India to Spend $2.2 Billion on Water Supplies, Ganges

Prime Minister Narendra Modi’s new government today pledged 131 billion rupees ($2.2 billion) in spending on water projects to improve supplies and the condition of the Ganges, India’s largest river.

Asia’s third-biggest economy will develop watersheds, build more pumping stations and start to clean the Ganga, blighted by raw sewage along much of its 2,525-kilometer (1,570-mile) route, as India endures a year of “unpredictable” monsoons, Finance Minister Arun Jaitley said.

The government will use 36 billion rupees to improve drinking supplies for about 20,000 villages and small towns affected by arsenic and fluoride contamination, Jaitley told Parliament in the minister’s annual budget speech. About 21.42 billion rupees will be spent on watershed development and 20.37 billion rupees on Ganga upgrades. About 42 billion rupees will go to developing inland waterways in the plan.

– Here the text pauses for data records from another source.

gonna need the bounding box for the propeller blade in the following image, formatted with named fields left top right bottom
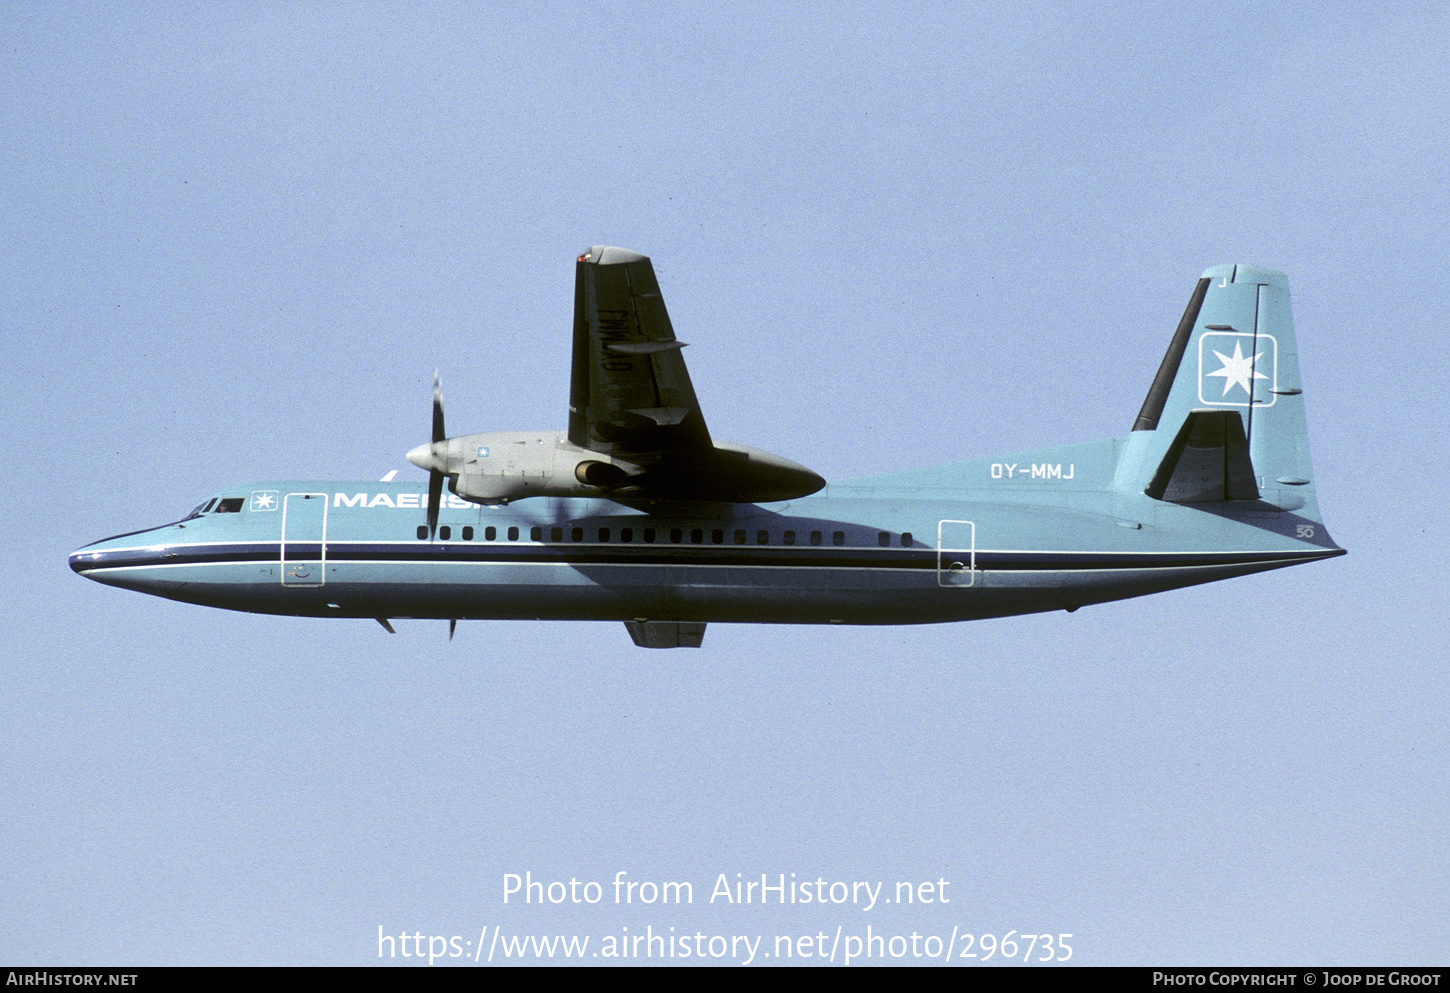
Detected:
left=427, top=467, right=443, bottom=538
left=449, top=618, right=458, bottom=641
left=426, top=372, right=445, bottom=538
left=432, top=371, right=445, bottom=443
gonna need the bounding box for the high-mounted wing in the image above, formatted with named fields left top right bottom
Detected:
left=569, top=246, right=711, bottom=457
left=565, top=246, right=823, bottom=503
left=409, top=246, right=823, bottom=506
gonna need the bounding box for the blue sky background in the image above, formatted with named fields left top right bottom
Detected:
left=4, top=1, right=1447, bottom=966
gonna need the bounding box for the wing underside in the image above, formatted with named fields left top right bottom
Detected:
left=569, top=246, right=711, bottom=458
left=566, top=246, right=823, bottom=503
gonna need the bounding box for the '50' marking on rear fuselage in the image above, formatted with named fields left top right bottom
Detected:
left=990, top=463, right=1075, bottom=481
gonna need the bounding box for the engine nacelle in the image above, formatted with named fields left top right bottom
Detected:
left=444, top=432, right=636, bottom=503
left=410, top=430, right=825, bottom=504
left=575, top=460, right=630, bottom=488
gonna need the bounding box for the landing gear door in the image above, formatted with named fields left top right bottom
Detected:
left=937, top=520, right=976, bottom=587
left=282, top=492, right=328, bottom=587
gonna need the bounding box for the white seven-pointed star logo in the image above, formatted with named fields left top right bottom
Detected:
left=252, top=493, right=275, bottom=510
left=1206, top=341, right=1267, bottom=398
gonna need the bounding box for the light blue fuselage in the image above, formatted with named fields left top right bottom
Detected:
left=68, top=436, right=1341, bottom=628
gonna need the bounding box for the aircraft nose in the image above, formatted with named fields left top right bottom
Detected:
left=67, top=535, right=187, bottom=595
left=69, top=542, right=116, bottom=579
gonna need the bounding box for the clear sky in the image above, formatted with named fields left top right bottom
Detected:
left=4, top=1, right=1447, bottom=966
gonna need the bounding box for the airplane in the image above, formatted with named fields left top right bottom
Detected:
left=69, top=247, right=1344, bottom=648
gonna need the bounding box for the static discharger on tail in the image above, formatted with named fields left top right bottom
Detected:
left=71, top=252, right=1343, bottom=647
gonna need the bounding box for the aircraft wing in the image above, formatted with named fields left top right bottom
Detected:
left=568, top=246, right=712, bottom=459
left=562, top=245, right=822, bottom=503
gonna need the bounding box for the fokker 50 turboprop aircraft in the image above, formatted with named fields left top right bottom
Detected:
left=71, top=247, right=1343, bottom=648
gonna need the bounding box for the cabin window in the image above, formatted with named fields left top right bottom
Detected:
left=548, top=526, right=561, bottom=542
left=712, top=529, right=724, bottom=544
left=618, top=527, right=632, bottom=543
left=417, top=525, right=428, bottom=540
left=485, top=526, right=496, bottom=541
left=878, top=531, right=890, bottom=547
left=215, top=497, right=244, bottom=514
left=833, top=531, right=845, bottom=546
left=530, top=526, right=543, bottom=541
left=643, top=528, right=656, bottom=543
left=440, top=526, right=451, bottom=540
left=810, top=530, right=822, bottom=546
left=757, top=530, right=769, bottom=545
left=670, top=528, right=683, bottom=543
left=598, top=527, right=610, bottom=542
left=900, top=532, right=912, bottom=546
left=734, top=529, right=746, bottom=545
left=691, top=528, right=704, bottom=544
left=783, top=530, right=796, bottom=546
left=463, top=526, right=474, bottom=541
left=572, top=527, right=583, bottom=542
left=508, top=526, right=519, bottom=541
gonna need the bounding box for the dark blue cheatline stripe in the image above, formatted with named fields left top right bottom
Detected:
left=72, top=541, right=1336, bottom=574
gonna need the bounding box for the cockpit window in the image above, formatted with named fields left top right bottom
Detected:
left=183, top=497, right=224, bottom=521
left=214, top=497, right=245, bottom=514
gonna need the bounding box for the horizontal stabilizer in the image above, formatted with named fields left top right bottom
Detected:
left=625, top=620, right=706, bottom=648
left=1145, top=409, right=1259, bottom=503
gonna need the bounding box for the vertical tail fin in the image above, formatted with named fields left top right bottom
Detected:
left=1117, top=265, right=1331, bottom=526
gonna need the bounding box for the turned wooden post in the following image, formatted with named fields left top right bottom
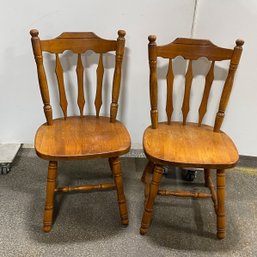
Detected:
left=141, top=161, right=155, bottom=205
left=148, top=35, right=158, bottom=129
left=214, top=39, right=244, bottom=132
left=110, top=30, right=126, bottom=122
left=43, top=161, right=57, bottom=232
left=140, top=165, right=163, bottom=235
left=217, top=169, right=225, bottom=239
left=110, top=156, right=128, bottom=225
left=30, top=29, right=53, bottom=125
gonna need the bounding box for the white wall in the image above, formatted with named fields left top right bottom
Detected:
left=193, top=0, right=257, bottom=156
left=0, top=0, right=256, bottom=156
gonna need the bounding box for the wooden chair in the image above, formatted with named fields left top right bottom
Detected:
left=140, top=35, right=244, bottom=239
left=30, top=29, right=130, bottom=232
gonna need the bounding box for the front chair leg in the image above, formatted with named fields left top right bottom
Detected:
left=43, top=161, right=57, bottom=232
left=216, top=169, right=225, bottom=239
left=140, top=165, right=163, bottom=235
left=110, top=157, right=128, bottom=225
left=141, top=161, right=155, bottom=204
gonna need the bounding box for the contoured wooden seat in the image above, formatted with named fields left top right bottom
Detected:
left=140, top=36, right=243, bottom=239
left=30, top=29, right=130, bottom=232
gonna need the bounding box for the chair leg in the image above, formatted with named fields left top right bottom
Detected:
left=204, top=169, right=210, bottom=187
left=108, top=158, right=113, bottom=177
left=43, top=161, right=57, bottom=232
left=140, top=165, right=163, bottom=235
left=110, top=156, right=128, bottom=225
left=141, top=161, right=154, bottom=183
left=216, top=169, right=225, bottom=239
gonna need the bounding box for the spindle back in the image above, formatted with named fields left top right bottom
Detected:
left=148, top=36, right=244, bottom=132
left=30, top=29, right=126, bottom=125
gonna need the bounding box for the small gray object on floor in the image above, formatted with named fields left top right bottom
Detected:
left=0, top=144, right=21, bottom=174
left=0, top=148, right=257, bottom=257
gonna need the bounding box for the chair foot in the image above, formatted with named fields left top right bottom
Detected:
left=140, top=227, right=148, bottom=235
left=43, top=161, right=57, bottom=233
left=217, top=230, right=225, bottom=240
left=43, top=225, right=52, bottom=233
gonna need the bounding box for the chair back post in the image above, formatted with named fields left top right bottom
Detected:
left=148, top=35, right=158, bottom=129
left=110, top=30, right=126, bottom=123
left=30, top=29, right=53, bottom=125
left=214, top=39, right=244, bottom=132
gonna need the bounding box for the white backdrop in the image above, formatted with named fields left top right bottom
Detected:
left=0, top=0, right=256, bottom=156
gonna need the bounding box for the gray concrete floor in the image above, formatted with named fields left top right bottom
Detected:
left=0, top=148, right=257, bottom=257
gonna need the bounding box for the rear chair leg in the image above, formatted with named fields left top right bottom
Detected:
left=43, top=161, right=57, bottom=232
left=110, top=157, right=128, bottom=225
left=140, top=165, right=163, bottom=235
left=204, top=169, right=210, bottom=187
left=216, top=169, right=225, bottom=239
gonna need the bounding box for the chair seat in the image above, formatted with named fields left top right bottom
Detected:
left=143, top=122, right=239, bottom=169
left=35, top=116, right=131, bottom=160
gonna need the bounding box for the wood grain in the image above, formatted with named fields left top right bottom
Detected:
left=35, top=116, right=131, bottom=160
left=143, top=122, right=239, bottom=169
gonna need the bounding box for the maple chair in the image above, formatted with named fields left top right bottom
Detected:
left=140, top=35, right=244, bottom=239
left=30, top=29, right=130, bottom=232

In a time when water demand worldwide is projected to climb by 55 percent from 2000 to 2050, India will also invest in more solar-water pumps to boost irrigation, Jaitley said. The second-most populous nation is expecting its lowest monsoon rainfall since 2009 as El Nino emerges. The seasonal showers are the main source of irrigation for the nation’s 263 million farmers because about 55 percent of crop land is rain-dependent.